While most of the recent discussion about Constitutional or permitless carry has centered around Florida (where a permitless carry bill is now queued up and ready for action on the floor of the House once the legislative session officially kicks off next month), the Sunshine State isn’t the only place where lawmakers are considering removing the requirement that legal gun owners obtain a state-issued permission slip before exercising their right to bear arms. A permitless carry bill is awaiting action on the floor of the Nebraska Senate as well, and in South Carolina the House of Representative overwhelmingly voted in favor of a Constitutional Carry measure on Thursday morning, sending the bill on to the state Senate.
H.3594, the South Carolina Constitutional Carry/Second Amendment Preservation Act of 2023, maintains the federal background check requirements to purchase a firearm and the concealed weapons permit process for reciprocity carry in other states. According to a news release, it does not change who can legally possess a firearm or where they can carry it.
The measure, which lawmakers passed by a 90-30 vote largely along party lines, also increases penalties for felons illegally possessing a firearm.
Law-abiding “citizens should not need a permission slip from the government to exercise their Second Amendment right,” state Rep. Bobby Cox, R-Greenville, said in a news release. “This bill restores their constitutional freedom to protect themselves and penalizes those criminals who illegally own firearms.”
The bill even managed to pick up the support of a few Democrats, with the caucus releasing a statement on Twitter both objecting to the bill and trying to take credit for improving the legislation.
By a vote of 90-30, the House passed a bill allowing for the permitless carry of guns.
While we have serious concerns about its impact, Democrats worked to make the bill better and ensure ALL South Carolinians are treated equally under the law.

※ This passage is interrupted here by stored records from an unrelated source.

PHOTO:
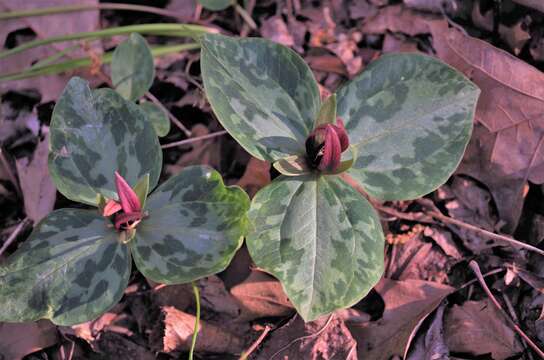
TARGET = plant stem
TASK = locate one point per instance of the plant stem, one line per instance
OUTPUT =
(177, 30)
(197, 320)
(86, 61)
(74, 8)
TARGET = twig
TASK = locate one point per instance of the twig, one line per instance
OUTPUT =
(446, 219)
(245, 15)
(10, 173)
(489, 273)
(516, 319)
(197, 320)
(13, 235)
(476, 269)
(192, 140)
(304, 337)
(257, 342)
(89, 7)
(171, 116)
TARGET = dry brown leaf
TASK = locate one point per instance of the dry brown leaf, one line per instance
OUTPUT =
(90, 329)
(346, 48)
(418, 259)
(176, 330)
(256, 176)
(116, 346)
(394, 43)
(275, 29)
(38, 189)
(476, 327)
(511, 107)
(260, 295)
(21, 339)
(397, 18)
(472, 204)
(515, 36)
(50, 87)
(443, 239)
(203, 152)
(406, 303)
(430, 345)
(326, 338)
(214, 296)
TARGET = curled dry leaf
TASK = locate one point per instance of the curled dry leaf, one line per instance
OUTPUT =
(260, 295)
(468, 202)
(19, 340)
(406, 304)
(477, 328)
(177, 328)
(430, 345)
(275, 29)
(38, 189)
(397, 19)
(326, 338)
(510, 149)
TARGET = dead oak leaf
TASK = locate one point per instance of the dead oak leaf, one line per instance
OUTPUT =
(406, 304)
(260, 295)
(325, 338)
(511, 108)
(19, 340)
(476, 327)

— SC House Democrats (@SCHouseDems) February 22, 2023
So what changes were made? Well, Rep. Todd Rutherford (D-Richland) says he offered an amendment prohibiting law enforcement from using an openly-carried firearm as grounds for reasonable suspicion or probable cause that a crime has been committed, something he thinks will provide protection for “everyone, especially people of color, from unjustified searches and seizures.” That actually does make an already good bill a little better, and I don’t know of any gun owner who’d object to that provision.

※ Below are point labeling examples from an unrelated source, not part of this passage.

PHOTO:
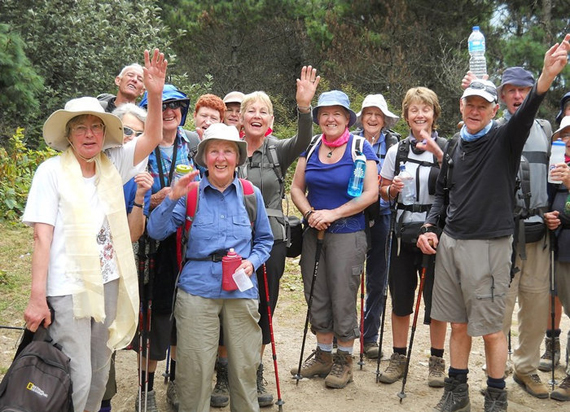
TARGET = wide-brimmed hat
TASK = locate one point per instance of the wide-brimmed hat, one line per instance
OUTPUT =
(482, 88)
(55, 125)
(221, 131)
(171, 93)
(563, 125)
(377, 100)
(334, 98)
(516, 76)
(563, 101)
(233, 97)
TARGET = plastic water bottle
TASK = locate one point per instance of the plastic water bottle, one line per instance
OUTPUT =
(181, 170)
(408, 194)
(477, 61)
(230, 263)
(356, 182)
(556, 156)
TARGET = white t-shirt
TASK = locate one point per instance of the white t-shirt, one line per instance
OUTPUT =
(43, 206)
(424, 198)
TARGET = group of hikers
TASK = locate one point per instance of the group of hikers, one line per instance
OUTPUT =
(472, 219)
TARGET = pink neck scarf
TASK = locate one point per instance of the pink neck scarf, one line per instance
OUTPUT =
(339, 141)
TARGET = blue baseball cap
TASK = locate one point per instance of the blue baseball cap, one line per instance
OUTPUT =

With the overwhelming majority of House members in favor of the Constitutional Carry bill, you’d think the legislation would be assured of passage in the state Senate, where Republicans hold 30 of the chambers 46 seats. So far, however, the Senate Majority Leader is unconvinced that the bill be approved if it comes up for a vote on the floor.
When asked if the Senate has the votes to pass such an expansive gun measure, Senate Majority Leader Shane Massey responded, “I don’t know.”Sen. Shane Martin, R-Spartanburg, who pushed for the Senate to remove permitting requirements two years ago, believes he can get it done this year.“I lost 21-25 last time I tried (to pass permitless carry),” Martin said. “I believe that two votes are different and we should be 23-23 without pressure. We should have enough to get it done,” adding that he’s filed a Senate version of “constitutional carry” but is willing to use the House’s version as a vehicle after reviewing any differences.